However, other factors also came into play, particularly the relatively small size of the Australian auto market and its ultra-competitive nature. GM's Holden unit manufactured just 82,000 cars in Australia last year, despite holding the No. 2 position in the country with 9.9% market share. Toyota Motor (TM -0.27%) easily leads the Australian market with a 19% share year to date.
It's not possible to build vehicles efficiently in such small numbers. The lowest-cost factories are set up to build one model (or several that share a common platform) at a rate of several hundred thousand annually. Given that Australia has minimal car import duties, and labor costs are much lower elsewhere, automakers are better off sourcing cars for the Australian market from larger factories in other regions.
No future
The one thing that had been propping up Australian auto manufacturing was a government policy of subsidizing automakers for building cars in Australia. Ford made its decision to pull out of the market because even with subsidies, it was consistently losing money on locally built cars, while imported models were profitable.

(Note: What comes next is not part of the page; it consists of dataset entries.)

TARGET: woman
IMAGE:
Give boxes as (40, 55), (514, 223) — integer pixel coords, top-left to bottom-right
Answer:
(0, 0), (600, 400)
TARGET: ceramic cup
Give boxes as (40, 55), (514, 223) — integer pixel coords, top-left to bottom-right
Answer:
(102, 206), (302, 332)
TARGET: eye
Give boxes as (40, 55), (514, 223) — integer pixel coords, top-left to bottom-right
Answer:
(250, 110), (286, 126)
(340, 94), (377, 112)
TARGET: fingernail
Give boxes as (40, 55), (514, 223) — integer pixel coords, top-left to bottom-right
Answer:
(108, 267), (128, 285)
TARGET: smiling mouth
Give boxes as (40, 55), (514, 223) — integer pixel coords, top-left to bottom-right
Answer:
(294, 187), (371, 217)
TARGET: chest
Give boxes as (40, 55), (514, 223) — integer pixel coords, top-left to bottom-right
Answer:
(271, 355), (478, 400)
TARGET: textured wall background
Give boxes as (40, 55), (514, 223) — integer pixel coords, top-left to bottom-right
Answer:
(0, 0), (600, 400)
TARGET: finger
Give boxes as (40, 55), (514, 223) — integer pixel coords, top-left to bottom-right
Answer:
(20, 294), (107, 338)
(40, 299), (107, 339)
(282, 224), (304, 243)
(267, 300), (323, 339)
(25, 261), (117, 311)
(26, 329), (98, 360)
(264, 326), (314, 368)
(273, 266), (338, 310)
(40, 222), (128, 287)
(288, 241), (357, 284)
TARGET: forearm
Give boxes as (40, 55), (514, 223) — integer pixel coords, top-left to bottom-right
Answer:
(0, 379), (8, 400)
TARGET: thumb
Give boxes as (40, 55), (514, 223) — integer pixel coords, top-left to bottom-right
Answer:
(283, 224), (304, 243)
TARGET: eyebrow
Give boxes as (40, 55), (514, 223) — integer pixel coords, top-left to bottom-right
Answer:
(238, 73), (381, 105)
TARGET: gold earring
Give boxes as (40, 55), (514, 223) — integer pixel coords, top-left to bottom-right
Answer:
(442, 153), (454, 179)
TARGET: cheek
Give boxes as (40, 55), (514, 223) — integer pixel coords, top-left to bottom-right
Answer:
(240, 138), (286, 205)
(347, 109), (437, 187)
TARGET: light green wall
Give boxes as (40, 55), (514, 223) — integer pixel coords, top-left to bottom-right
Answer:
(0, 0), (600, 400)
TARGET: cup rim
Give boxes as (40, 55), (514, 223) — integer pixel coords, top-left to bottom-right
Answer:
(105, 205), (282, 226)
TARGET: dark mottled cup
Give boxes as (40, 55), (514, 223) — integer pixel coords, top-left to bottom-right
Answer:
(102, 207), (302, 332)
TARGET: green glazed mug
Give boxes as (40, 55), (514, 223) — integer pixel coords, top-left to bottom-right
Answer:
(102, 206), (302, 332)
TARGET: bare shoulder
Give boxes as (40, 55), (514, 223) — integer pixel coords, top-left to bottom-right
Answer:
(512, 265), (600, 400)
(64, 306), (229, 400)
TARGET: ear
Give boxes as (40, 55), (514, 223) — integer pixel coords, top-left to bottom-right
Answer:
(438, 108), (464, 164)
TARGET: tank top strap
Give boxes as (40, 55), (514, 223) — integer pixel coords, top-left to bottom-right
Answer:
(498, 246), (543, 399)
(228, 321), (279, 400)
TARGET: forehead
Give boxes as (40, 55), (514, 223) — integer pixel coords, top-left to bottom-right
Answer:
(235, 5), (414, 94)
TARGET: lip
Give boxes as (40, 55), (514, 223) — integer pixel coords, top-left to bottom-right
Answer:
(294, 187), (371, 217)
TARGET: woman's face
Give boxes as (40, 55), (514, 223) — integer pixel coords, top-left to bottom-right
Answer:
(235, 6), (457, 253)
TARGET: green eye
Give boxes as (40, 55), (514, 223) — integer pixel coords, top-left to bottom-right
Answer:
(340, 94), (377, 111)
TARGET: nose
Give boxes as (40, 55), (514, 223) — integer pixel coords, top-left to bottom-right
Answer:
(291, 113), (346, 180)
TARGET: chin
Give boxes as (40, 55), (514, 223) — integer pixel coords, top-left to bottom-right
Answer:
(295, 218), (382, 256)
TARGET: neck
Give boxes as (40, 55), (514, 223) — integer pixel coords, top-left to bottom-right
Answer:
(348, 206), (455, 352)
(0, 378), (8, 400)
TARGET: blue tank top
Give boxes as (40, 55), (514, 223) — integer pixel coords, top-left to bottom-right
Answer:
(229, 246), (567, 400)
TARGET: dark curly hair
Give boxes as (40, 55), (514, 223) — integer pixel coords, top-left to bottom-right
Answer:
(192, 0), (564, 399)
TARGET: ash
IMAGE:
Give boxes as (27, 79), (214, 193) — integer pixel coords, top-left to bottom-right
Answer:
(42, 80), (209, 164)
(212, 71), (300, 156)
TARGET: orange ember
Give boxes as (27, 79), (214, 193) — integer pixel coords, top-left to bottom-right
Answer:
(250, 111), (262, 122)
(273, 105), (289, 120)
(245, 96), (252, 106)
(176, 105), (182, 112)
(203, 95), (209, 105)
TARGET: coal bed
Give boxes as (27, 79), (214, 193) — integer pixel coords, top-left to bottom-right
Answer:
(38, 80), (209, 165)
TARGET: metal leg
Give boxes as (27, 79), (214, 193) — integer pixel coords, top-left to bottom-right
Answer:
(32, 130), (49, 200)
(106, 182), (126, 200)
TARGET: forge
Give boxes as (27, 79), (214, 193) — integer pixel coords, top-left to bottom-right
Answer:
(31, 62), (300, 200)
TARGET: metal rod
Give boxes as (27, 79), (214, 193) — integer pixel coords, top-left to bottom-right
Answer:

For GM, a change in the subsidy climate may have been more significant. The new government has been eager to slash spending by cutting back on automaker subsidies. Holden has received an average subsidy of $180 million over the past 12 years, more than $2,000 per vehicle sold. Even with those subsidies, Holden lost about $140 million last year. Without them, the unit was not even within striking distance of profitability.
Aside from government subsidies, the only potential reason for continuing to manufacture cars in Australia would have been to create brand loyalty among patriotic Australians. Unfortunately, while Australians seem to have a soft spot for Holden, price ultimately won out with most car buyers. With imported cars selling well in Australia, it was very sensible for GM to move production to lower-cost countries.
Is Toyota next?
Ford's decision to end production in Australia may have been the first step in a chain reaction that will put an end to the Australian auto manufacturing sector. When Ford announced its plant closures earlier this year, many observers speculated that it would put pressure on parts suppliers, which could make it hard for GM and Toyota to soldier on. (A similar argument was used by Ford CEO Alan Mulally in support of the GM and Chrysler bailouts during the Great Recession.)
With GM now also planning to close up shop in a few years, it will be even harder for Toyota to continue auto production in Australia. Moreover, with the yen having plummeted more than 30% against the U.S. dollar and more than 40% against the euro since the fall of 2012, Japan is suddenly a much more attractive location to build cars. As a result, it's hard to imagine Toyota going to great lengths to keep its Australian factories open.
The Australian auto industry is an anachronism: In today's globalized economy, it simply doesn't make economic sense to produce cars in such a small, isolated, and fragmented market. GM's exit from Australian production was bound to happen eventually, and investors should be glad that the General isn't prolonging its pain.